Although Vision Transformers (ViTs) have recently demonstrated superior performance in medical imaging problems, they face explainability issues similar to previous architectures such as convolutional neural networks. Recent research efforts suggest that attention maps, which are part of decision-making process of ViTs can potentially address the explainability issue by identifying regions influencing predictions, especially in models pretrained with self-supervised learning. In this work, we compare the visual explanations of attention maps to other commonly used methods for medical imaging problems. To do so, we employ four distinct medical imaging datasets that involve the identification of (1) colonic polyps, (2) breast tumors, (3) esophageal inflammation, and (4) bone fractures and hardware implants. Through large-scale experiments on the aforementioned datasets using various supervised and self-supervised pretrained ViTs, we find that although attention maps show promise under certain conditions and generally surpass GradCAM in explainability, they are outperformed by transformer-specific interpretability methods. Our findings indicate that the efficacy of attention maps as a method of interpretability is context-dependent and may be limited as they do not consistently provide the comprehensive insights required for robust medical decision-making.

Paper Structure

This paper contains 8 sections, 4 figures, 3 tables.

Figures (4)

  • Figure 1: Examples of medical images in (a) CP-Child, (b) DUKE, (c) Kvasir, and (d) MURA datasets.
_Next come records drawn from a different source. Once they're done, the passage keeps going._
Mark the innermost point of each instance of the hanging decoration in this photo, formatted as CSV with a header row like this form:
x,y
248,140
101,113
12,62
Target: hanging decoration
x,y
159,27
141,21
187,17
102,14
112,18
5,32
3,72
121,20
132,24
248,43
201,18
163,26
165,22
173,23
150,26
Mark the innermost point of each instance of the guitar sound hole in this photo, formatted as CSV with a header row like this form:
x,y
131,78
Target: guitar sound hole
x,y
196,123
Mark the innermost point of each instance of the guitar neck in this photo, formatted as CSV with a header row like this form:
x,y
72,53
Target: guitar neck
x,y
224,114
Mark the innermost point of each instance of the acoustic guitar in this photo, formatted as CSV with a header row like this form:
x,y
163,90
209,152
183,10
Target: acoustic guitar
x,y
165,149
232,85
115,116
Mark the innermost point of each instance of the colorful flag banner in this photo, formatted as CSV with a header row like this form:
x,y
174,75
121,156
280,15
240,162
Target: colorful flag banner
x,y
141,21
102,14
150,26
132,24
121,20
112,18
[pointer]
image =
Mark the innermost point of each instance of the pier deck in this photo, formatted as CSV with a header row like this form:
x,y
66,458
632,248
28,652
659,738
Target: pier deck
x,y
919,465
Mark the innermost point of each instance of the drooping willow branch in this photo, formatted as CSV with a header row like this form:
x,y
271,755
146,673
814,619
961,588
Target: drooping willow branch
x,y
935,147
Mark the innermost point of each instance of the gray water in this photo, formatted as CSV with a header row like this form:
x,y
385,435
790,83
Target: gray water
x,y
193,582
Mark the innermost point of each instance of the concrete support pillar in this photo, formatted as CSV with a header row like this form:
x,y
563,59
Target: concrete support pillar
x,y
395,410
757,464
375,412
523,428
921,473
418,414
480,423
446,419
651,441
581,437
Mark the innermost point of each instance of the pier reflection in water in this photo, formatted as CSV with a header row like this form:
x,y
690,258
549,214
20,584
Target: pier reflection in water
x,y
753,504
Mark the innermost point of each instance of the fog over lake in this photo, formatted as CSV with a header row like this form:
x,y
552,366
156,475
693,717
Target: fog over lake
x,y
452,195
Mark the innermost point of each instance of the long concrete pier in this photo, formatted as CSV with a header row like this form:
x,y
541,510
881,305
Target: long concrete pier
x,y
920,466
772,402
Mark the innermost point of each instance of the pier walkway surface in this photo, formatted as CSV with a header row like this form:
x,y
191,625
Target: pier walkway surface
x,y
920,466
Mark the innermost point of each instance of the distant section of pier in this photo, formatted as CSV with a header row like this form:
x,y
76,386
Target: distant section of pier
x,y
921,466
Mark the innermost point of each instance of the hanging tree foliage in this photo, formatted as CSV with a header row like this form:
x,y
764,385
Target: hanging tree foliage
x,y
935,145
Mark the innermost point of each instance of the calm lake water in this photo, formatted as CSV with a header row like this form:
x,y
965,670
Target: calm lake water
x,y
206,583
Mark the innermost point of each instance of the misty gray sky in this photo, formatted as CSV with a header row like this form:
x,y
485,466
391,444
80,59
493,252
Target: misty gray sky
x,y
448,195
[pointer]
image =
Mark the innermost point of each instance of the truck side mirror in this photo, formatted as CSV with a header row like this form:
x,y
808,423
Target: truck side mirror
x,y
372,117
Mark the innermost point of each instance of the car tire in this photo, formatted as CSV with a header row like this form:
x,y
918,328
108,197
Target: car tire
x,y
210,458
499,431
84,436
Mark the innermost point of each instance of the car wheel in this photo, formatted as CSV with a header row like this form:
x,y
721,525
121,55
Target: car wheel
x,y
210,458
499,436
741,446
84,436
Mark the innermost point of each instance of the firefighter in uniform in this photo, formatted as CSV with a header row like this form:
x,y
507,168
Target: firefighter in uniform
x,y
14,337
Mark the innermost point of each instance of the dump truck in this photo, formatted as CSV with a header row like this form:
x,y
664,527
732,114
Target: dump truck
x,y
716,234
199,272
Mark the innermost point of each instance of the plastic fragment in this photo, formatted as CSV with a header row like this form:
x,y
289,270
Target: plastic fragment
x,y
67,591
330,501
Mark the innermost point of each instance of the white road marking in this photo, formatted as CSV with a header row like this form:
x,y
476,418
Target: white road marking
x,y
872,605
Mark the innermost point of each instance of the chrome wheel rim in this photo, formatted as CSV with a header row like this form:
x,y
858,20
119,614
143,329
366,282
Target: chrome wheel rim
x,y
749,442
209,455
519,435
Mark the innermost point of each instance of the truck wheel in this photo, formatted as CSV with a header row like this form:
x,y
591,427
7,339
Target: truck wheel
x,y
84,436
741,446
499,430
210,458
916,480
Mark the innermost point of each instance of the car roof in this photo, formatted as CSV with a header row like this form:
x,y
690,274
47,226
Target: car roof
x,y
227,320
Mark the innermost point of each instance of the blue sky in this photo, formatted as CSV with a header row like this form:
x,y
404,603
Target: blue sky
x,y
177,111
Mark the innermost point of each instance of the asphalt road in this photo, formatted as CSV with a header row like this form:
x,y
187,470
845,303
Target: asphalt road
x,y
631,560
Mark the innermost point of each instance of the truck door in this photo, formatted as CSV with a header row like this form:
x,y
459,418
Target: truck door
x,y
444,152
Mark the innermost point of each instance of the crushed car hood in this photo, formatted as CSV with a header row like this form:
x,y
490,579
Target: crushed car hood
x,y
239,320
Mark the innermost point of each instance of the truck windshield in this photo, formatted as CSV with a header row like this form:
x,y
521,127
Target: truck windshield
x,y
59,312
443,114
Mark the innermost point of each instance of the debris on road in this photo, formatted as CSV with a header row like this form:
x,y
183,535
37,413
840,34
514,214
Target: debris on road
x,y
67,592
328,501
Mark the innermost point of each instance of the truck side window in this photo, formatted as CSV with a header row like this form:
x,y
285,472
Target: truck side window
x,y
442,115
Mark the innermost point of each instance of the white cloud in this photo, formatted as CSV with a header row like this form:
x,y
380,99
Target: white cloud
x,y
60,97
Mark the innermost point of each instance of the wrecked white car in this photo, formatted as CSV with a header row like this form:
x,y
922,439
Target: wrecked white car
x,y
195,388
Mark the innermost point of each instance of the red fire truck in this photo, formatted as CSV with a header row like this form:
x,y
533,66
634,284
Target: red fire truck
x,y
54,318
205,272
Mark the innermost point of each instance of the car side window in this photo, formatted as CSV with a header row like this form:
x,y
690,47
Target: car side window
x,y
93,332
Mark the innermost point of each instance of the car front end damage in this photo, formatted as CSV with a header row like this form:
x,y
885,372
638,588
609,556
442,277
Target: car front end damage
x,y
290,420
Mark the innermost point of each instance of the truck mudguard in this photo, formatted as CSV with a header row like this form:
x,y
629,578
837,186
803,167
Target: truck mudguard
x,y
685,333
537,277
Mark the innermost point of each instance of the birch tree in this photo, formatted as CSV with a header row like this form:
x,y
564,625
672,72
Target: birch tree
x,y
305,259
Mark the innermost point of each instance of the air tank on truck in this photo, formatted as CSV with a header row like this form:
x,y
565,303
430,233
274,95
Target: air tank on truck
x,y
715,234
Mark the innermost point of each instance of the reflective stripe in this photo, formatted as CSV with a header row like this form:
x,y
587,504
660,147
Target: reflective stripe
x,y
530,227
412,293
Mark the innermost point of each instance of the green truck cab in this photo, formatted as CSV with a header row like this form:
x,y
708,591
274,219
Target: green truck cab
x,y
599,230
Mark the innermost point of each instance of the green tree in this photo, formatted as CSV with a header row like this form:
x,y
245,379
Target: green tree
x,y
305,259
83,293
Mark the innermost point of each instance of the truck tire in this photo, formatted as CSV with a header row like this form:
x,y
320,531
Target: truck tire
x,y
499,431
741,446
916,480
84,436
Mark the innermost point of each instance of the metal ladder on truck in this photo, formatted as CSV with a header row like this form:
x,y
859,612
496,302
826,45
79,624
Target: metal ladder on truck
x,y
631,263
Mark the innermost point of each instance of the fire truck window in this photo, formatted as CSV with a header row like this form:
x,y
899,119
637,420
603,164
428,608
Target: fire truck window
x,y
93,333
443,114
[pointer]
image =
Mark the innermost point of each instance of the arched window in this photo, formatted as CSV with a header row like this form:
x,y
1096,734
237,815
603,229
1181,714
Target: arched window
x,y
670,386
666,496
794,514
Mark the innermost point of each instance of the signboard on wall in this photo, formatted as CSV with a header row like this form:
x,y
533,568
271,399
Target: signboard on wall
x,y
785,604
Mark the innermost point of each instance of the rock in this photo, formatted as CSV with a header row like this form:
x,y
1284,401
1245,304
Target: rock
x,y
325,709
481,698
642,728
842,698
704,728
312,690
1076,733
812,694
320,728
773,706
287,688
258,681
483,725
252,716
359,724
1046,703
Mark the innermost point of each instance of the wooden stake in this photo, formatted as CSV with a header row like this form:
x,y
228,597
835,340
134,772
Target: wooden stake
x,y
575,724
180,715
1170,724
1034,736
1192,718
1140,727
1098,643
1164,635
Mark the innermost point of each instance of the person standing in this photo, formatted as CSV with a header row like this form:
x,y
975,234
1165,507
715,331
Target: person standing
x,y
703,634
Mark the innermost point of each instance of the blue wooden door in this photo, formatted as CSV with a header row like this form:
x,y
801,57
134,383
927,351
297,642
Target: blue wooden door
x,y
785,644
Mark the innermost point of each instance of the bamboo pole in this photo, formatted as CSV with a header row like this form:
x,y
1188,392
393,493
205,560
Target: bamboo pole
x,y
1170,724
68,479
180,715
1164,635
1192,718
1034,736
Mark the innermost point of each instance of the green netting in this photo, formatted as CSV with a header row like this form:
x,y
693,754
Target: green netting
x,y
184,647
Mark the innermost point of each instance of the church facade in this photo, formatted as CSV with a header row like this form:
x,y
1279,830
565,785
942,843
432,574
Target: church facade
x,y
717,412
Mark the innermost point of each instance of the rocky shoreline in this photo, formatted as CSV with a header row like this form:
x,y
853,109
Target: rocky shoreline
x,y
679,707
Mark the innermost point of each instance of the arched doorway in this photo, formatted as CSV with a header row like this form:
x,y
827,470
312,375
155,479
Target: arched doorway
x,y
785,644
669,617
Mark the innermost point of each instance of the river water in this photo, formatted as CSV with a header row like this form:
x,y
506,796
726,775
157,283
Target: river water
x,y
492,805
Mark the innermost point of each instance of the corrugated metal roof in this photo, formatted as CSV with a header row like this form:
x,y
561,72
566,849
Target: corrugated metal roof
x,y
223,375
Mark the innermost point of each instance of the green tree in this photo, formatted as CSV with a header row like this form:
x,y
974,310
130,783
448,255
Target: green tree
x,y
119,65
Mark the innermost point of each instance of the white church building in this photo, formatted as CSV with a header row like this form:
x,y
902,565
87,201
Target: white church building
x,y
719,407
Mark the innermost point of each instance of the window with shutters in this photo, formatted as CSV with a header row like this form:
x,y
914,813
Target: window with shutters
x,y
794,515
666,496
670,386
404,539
The left images shows benign (disease-negative) images, while the right shows malignant (disease-positive) images for each dataset. Red annotation boxes highlight the regions with diseases.
  • Figure 2: Evaluation of interpretability maps is visualized. The right side illustrates the pointing game, identifying the most significant point and checking for a hit against the annotation box (red). The left part illustrates the IoU overlap, including the thresholding opeartion to create a binary mask and the calculation of IoU.
  • Figure 3: Qualitative examples generated using interpretability methods from Section \ref{['sec:int_methods']} on the four datasets employed in this study. Red boxes highlight annotations made by medical experts, whereas blue boxes indicate regions with intensity levels exceeding the top 5%, as identified by the interpretability methods. When the red and blue areas overlap, it indicates a high IoU score, whereas low overlap indicates a low score. When the two boxes do not intersect, it means that the IoU is zero.
  • Figure 4: Box plots showing the IoUs of evaluated interpretability methods for datasets from Section \ref{['sec:dataset']}. Each panel illustrates the distribution of IoU values across four pretraining strategies: Random, Supervised, DINO, and MAE.